Intravenous or "IV" access has infrequent but important risks. The following is a description and techniques used to mitigate those risks:


  1. Infiltration - delivery of medication or fluids around the blood vessel; infiltration may cause swelling and inflammation, is typically harmless and will commonly resolve within several days.

  2. Hematoma - bruising due to bleeding from the punctured vessel, may include mild pain and swelling, and typically resolves within 1-2 weeks.

  3. Air Embolism - rare complication when air > 1mL/kg of body weight is introduced into the vein, may be life-threatening and may require emergency attention.

  4. Phlebitis and Thrombophlebitis - inflammation in and around the punctured vein, becomes more common in frequent IV users; iDrip limits vein puncture to a maximum of once every two weeks; for requests of greater frequency Drip requires either special approval from your personal healthcare provider or following discussion with an iDrip medical director.

  5. Micro clots - tiny blood clots associated with high frequency vein puncture; typically treated with heat compresses, NSAIDs (e.g., ibuprofen), and elevation of the limb.

  6. Intraarterial injection - inadvertent puncture of an artery instead of vein; may result in spasm of the artery and injury to the limb; medical attention may be required.

My agreement and further scheduling of services in this site indicates understanding and acceptance of these risks.


Payment is due at the time of service.
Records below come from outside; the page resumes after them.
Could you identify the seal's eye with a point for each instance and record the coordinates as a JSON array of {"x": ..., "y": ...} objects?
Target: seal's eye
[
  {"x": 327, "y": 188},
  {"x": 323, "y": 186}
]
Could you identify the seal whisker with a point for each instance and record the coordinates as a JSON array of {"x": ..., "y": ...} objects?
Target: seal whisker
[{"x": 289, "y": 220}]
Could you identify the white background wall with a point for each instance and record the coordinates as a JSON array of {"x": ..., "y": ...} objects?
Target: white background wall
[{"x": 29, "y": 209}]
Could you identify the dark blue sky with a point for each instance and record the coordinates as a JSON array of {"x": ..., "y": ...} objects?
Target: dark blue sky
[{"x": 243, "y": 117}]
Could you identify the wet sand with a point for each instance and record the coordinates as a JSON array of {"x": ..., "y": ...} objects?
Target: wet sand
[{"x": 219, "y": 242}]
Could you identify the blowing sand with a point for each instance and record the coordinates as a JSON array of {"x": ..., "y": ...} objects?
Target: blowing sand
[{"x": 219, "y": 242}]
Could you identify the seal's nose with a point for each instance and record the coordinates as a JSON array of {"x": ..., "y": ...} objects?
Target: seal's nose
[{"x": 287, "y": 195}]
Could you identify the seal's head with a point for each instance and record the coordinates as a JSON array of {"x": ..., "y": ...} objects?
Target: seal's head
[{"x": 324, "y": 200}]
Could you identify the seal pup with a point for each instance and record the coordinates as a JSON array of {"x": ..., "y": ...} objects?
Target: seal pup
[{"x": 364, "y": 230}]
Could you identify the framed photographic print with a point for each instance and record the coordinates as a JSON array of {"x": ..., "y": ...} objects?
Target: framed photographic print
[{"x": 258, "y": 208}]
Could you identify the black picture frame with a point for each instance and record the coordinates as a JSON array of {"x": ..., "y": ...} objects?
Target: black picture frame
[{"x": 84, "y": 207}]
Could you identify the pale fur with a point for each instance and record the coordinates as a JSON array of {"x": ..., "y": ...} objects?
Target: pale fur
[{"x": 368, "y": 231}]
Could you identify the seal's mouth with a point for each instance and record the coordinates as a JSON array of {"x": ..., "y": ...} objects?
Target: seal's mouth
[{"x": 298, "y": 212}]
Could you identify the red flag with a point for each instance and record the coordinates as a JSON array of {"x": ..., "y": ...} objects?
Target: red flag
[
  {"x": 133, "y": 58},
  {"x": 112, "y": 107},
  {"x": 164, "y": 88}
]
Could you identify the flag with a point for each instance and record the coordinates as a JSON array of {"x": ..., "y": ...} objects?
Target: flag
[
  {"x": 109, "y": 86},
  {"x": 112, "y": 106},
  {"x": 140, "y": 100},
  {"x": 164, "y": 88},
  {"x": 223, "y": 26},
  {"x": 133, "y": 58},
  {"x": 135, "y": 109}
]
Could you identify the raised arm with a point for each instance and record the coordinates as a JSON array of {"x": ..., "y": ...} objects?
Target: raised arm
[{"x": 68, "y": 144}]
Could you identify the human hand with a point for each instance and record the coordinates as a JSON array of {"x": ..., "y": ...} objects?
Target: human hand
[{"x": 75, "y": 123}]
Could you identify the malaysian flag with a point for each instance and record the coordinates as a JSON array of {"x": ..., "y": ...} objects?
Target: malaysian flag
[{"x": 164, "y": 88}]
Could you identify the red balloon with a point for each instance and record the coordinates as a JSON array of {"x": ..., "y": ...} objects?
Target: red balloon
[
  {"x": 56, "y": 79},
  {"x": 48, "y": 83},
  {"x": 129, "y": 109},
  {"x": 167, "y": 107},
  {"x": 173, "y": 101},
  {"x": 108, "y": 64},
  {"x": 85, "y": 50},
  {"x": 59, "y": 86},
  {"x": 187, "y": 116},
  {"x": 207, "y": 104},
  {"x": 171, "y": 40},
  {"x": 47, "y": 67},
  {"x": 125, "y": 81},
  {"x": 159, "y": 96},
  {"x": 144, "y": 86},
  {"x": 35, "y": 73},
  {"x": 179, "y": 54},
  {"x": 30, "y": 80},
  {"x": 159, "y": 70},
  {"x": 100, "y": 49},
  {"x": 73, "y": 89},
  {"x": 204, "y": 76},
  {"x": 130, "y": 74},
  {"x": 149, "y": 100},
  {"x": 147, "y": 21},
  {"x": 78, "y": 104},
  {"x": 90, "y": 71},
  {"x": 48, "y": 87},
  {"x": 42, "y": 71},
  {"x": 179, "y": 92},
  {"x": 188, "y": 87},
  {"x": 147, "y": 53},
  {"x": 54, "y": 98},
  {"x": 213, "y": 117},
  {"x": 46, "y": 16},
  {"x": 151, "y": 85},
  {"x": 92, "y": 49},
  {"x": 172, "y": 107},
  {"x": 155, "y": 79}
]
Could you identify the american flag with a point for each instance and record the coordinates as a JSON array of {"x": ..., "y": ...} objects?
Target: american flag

There has been no representation that this procedure is covered under my insurance plan or that I can/should seek such reimbursement. I agree to pay the full cost of the service regardless if the infusion/injections cancelled or is stopped at any time prior to completion at the discretion of the technician/nurse/clinical assistant or myself.

I understand that I am responsible for the full cost of the procedure and agree to pay.

The procedure(s) and this consent form have been adequately explained to me. I agree that, at the time of service I will not intoxicated on alcohol or any illicit drugs, and I authorize and consent to the performance of the procedure(s).